Cari Berita

Program Ledakkan Suara, MoU Lintas Sektor PN Tilamuta Lawan Kekerasan Seksual

Humas PN Tilamuta - Dandapala Contributor 2026-02-18 15:00:19
Dok. Ist

Tilamuta, Gorontalo – Menyambut datangnya bulan suci Ramadan, semangat kolaborasi lintas sektor menggema kuat di Kabupaten Boalemo. Bertempat di Kantor Pengadilan Negeri Tilamuta, Rabu (18/2/2026), dilaksanakan Penandatanganan Perjanjian Kerja Sama Program “Ledakkan Suara” antara Pengadilan Negeri Tilamuta, Kementerian Agama Kabupaten Boalemo, dan DPPKBP3A Kabupaten Boalemo.

Kegiatan ini dihadiri langsung oleh Kepala Kantor Kementerian Agama Boalemo, Hamka Isa Boyola beserta jajaran, serta Kepala DPPKBP3A Kabupaten Boalemo, Dr. Robert Pauweni bersama jajaran. Momentum ini terasa istimewa karena bertepatan dengan memasuki Ramadan, bulan refleksi, penguatan iman, dan perbaikan diri.

Kini, nilai-nilai keagamaan yang disampaikan melalui mimbar-mimbar Ramadan akan diperkuat dengan pesan perlindungan anak dan perlawanan terhadap kekerasan seksual.

Baca Juga: PN Tilamuta Gelar NONGKI Session 2, Perkuat Perlindungan Perempuan dan Anak

“Berdasarkan data Sistem Informasi Penelusuran Perkara (SIPP), dalam 6 tahun terakhir terdapat 57 perkara perlindungan anak yang kami tangani. Dari jumlah tersebut, lebih dari 85 persen merupakan kasus kekerasan seksual. Bahkan, lebih dari 30 persen pelaku adalah orang tua korban sendiri, dengan modus kekerasan, ancaman, maupun bujuk rayu yang manipulatif,” ujar Ketua Pengadilan Negeri Tilamuta

Data ini menjadi alarm keras bahwa kekerasan terhadap perempuan dan anak bukan lagi isu tersembunyi, melainkan darurat sosial yang menuntut respons bersama.

Melalui kerja sama ini, Kementerian Agama Boalemo akan menggerakkan para ustadz, dai, penghulu KUA, serta madrasah untuk menyisipkan materi perlindungan anak dalam ceramah dan tausiyah Ramadan.
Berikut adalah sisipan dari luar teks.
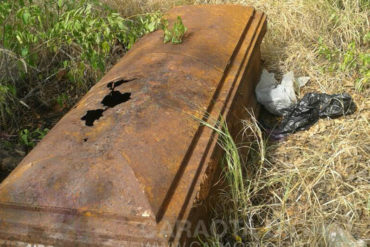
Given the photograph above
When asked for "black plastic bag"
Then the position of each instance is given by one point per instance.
(310, 108)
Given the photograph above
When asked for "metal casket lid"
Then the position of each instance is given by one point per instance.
(129, 156)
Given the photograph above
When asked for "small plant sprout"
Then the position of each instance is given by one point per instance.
(176, 34)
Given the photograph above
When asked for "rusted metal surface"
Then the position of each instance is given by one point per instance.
(128, 161)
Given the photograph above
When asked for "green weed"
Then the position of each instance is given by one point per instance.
(48, 48)
(174, 35)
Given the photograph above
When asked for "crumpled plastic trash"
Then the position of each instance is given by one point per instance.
(276, 97)
(310, 108)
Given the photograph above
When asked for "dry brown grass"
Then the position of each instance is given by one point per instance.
(316, 177)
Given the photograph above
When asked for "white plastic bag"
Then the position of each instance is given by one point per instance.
(273, 96)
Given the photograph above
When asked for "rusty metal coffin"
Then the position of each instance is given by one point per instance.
(129, 160)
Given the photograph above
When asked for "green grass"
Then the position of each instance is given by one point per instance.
(52, 52)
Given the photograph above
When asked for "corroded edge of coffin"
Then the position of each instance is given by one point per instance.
(179, 200)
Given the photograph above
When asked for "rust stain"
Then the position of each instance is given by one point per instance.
(131, 157)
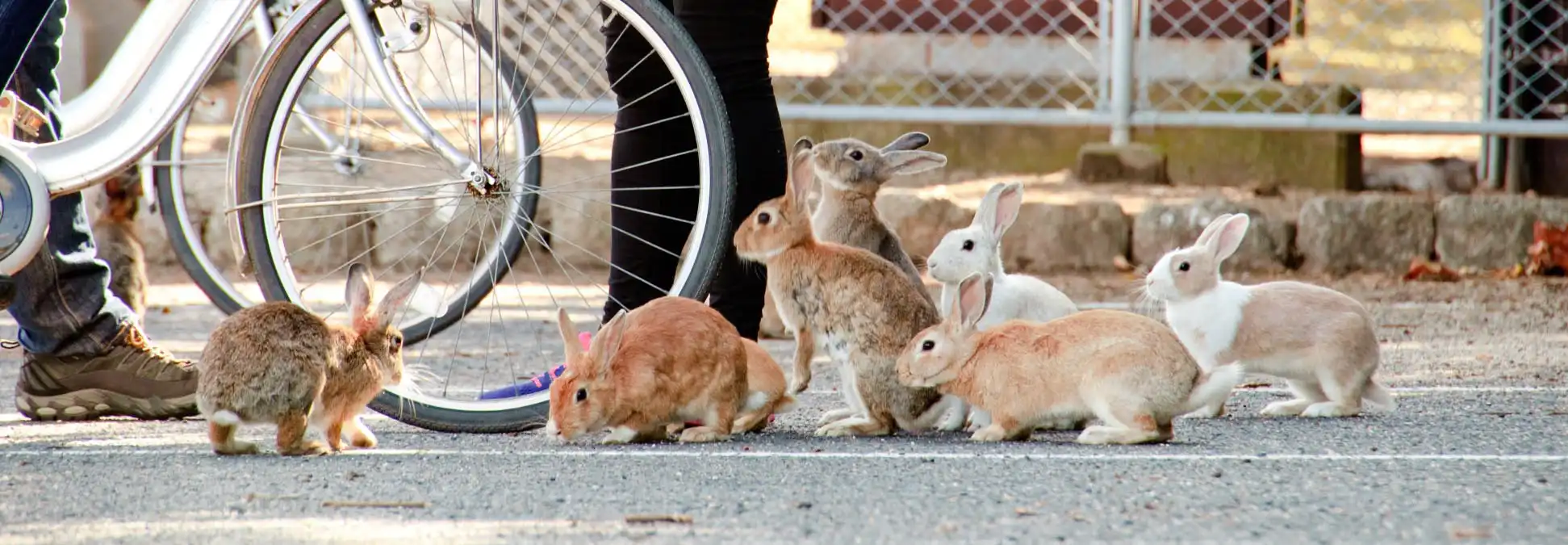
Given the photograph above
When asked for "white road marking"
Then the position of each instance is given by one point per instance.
(679, 453)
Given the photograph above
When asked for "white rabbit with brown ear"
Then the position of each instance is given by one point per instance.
(977, 249)
(853, 172)
(1319, 340)
(853, 304)
(1127, 371)
(276, 363)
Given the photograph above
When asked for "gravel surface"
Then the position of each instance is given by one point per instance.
(1474, 451)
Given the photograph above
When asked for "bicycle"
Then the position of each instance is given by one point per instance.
(480, 187)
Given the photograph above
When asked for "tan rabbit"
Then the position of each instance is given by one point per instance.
(766, 393)
(1319, 340)
(278, 363)
(851, 300)
(766, 387)
(118, 244)
(667, 362)
(852, 173)
(1123, 368)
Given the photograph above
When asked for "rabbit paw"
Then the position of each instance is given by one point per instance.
(307, 448)
(1328, 410)
(990, 434)
(834, 415)
(1293, 407)
(701, 434)
(239, 448)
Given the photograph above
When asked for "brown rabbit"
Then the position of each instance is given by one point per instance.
(667, 362)
(1123, 368)
(118, 244)
(852, 300)
(852, 173)
(278, 363)
(766, 393)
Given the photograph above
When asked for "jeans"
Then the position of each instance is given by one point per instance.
(733, 36)
(63, 305)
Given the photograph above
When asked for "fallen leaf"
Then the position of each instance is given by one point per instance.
(658, 518)
(1428, 270)
(1548, 254)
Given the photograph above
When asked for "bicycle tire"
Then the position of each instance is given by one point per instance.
(176, 224)
(469, 417)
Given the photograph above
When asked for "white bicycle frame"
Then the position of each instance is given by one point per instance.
(149, 82)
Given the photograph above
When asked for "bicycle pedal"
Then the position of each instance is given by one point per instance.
(6, 291)
(19, 115)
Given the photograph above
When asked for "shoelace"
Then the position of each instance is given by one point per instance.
(137, 340)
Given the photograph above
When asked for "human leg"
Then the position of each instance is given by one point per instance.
(85, 354)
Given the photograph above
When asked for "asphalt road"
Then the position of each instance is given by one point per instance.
(1481, 459)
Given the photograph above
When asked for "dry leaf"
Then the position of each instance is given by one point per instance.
(1428, 270)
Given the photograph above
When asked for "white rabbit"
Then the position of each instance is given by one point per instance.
(1319, 340)
(977, 249)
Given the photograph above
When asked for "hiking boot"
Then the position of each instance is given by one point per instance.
(129, 379)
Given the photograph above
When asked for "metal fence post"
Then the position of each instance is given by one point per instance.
(1122, 84)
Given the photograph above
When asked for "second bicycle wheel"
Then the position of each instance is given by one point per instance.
(524, 91)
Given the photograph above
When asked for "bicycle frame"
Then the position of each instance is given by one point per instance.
(148, 84)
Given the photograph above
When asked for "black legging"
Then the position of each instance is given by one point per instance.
(733, 36)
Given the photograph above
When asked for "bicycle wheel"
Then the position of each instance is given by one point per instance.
(500, 259)
(192, 161)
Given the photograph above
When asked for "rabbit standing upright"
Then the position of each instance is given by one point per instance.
(851, 300)
(1123, 368)
(852, 173)
(1319, 340)
(977, 249)
(278, 363)
(118, 244)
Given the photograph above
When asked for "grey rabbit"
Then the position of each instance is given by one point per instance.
(852, 173)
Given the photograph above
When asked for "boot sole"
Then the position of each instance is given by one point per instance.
(91, 404)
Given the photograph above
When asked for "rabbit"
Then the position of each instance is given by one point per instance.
(979, 249)
(852, 173)
(766, 395)
(1127, 370)
(855, 304)
(278, 363)
(667, 362)
(118, 242)
(1319, 340)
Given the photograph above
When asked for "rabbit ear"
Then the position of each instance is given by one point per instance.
(1230, 236)
(801, 176)
(563, 322)
(974, 297)
(999, 208)
(1210, 229)
(610, 335)
(801, 145)
(908, 140)
(397, 297)
(911, 162)
(358, 296)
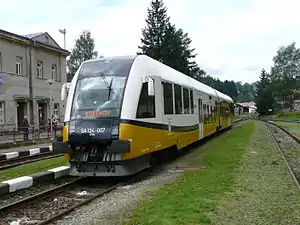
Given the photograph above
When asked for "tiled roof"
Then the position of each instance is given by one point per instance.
(33, 35)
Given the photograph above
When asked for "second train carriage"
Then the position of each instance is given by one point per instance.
(119, 110)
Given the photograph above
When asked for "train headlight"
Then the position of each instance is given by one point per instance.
(115, 130)
(71, 127)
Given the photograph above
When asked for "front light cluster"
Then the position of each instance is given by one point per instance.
(71, 127)
(115, 130)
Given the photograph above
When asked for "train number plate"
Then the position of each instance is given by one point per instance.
(92, 130)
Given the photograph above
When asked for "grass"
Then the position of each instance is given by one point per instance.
(246, 183)
(264, 192)
(288, 116)
(291, 127)
(31, 168)
(189, 200)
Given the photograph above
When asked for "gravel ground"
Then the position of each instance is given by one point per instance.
(115, 206)
(264, 192)
(51, 205)
(290, 148)
(19, 195)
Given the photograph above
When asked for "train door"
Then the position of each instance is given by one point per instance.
(168, 111)
(200, 118)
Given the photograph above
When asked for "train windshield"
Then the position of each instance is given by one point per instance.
(100, 86)
(98, 97)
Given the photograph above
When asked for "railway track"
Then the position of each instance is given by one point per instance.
(289, 157)
(48, 206)
(9, 163)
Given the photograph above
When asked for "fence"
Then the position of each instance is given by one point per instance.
(14, 134)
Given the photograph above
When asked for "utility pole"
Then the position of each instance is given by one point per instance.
(50, 82)
(63, 31)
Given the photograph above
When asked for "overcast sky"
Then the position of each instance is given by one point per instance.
(234, 39)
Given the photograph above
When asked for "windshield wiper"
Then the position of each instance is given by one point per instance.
(109, 88)
(106, 83)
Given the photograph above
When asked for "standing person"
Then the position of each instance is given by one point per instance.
(25, 126)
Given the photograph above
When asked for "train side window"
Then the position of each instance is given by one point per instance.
(192, 101)
(204, 113)
(146, 106)
(212, 114)
(186, 101)
(168, 97)
(178, 99)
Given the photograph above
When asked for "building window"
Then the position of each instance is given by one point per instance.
(54, 72)
(47, 39)
(146, 106)
(39, 69)
(168, 97)
(19, 64)
(0, 62)
(178, 99)
(1, 112)
(186, 101)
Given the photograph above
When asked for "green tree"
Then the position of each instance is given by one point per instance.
(163, 42)
(263, 97)
(157, 22)
(83, 50)
(285, 76)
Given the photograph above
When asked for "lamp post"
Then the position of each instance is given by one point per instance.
(63, 31)
(50, 82)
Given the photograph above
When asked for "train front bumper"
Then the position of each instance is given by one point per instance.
(117, 146)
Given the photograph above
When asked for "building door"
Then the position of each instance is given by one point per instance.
(21, 112)
(43, 120)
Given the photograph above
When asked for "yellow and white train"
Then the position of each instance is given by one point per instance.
(120, 110)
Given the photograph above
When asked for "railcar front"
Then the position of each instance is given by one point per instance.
(91, 133)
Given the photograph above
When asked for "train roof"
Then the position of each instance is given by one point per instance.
(169, 74)
(172, 75)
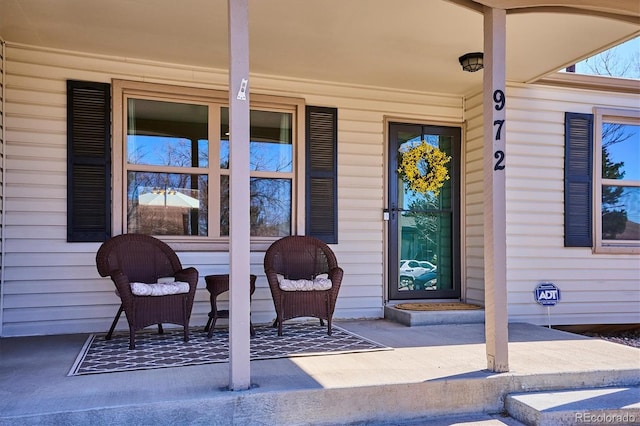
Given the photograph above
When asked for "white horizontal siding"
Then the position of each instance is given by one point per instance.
(52, 286)
(595, 288)
(473, 254)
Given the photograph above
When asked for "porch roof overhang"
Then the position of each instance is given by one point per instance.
(411, 45)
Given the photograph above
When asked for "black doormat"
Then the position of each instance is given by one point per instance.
(155, 350)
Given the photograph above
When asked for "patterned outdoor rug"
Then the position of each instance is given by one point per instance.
(155, 350)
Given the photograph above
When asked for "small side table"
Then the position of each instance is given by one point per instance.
(216, 285)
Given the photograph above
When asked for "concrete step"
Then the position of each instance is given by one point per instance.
(615, 405)
(416, 318)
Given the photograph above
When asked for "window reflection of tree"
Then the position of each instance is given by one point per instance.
(614, 214)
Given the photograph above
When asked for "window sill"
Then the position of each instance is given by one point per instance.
(208, 245)
(617, 249)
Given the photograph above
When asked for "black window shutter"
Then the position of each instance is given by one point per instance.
(578, 180)
(322, 173)
(88, 161)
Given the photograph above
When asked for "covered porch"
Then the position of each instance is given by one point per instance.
(319, 51)
(431, 375)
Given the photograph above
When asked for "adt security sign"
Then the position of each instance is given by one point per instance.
(547, 294)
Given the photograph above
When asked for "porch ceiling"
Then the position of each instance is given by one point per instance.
(411, 44)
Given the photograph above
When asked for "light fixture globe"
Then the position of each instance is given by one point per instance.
(472, 62)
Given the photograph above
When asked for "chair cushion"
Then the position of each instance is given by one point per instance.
(321, 282)
(159, 289)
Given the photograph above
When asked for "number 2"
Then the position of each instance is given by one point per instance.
(498, 98)
(499, 155)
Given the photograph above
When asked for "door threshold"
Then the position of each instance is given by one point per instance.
(433, 317)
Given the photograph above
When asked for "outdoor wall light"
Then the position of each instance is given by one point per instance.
(472, 62)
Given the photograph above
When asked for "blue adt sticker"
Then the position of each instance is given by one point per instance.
(547, 294)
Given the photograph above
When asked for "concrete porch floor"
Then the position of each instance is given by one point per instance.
(434, 374)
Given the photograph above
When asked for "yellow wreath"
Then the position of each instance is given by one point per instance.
(424, 168)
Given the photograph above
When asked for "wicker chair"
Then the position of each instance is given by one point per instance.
(302, 258)
(138, 258)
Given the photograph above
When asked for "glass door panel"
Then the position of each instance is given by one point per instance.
(423, 227)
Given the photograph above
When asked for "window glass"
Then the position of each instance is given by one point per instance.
(620, 181)
(166, 203)
(270, 207)
(172, 189)
(271, 148)
(167, 133)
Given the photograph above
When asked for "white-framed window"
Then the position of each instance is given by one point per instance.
(616, 181)
(171, 163)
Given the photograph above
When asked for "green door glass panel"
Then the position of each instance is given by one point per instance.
(424, 227)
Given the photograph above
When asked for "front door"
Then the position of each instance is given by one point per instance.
(424, 227)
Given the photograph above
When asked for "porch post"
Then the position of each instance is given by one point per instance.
(239, 237)
(495, 256)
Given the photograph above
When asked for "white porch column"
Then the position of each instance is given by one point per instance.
(239, 237)
(495, 256)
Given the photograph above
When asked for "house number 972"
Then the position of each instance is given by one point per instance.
(499, 100)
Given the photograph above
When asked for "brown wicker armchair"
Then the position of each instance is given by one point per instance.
(302, 258)
(138, 258)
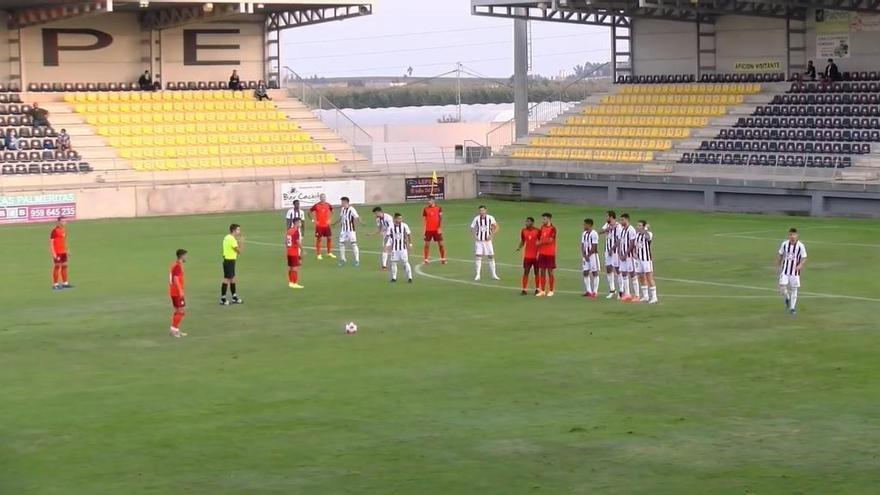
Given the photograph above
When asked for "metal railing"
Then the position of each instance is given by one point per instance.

Data dan dasar hukum dari pengadilan akan dipadukan dengan pendekatan keilmuan dan nilai-nilai Islam.

Sementara itu, DPPKBP3A Kabupaten Boalemo menegaskan komitmennya memperkuat langkah preventif melalui pemetaan kasus hingga tingkat kecamatan dan desa. Dengan pendekatan berbasis data, intervensi dan edukasi akan dilakukan lebih terarah dan intensif.

Sinergi ini melengkapi strategi komprehensif yang telah dibangun melalui Forum Koordinasi Perlindungan Perempuan dan Anak (FKPPA) sebagai wadah kerja sama lintas sektor di tingkat kabupaten.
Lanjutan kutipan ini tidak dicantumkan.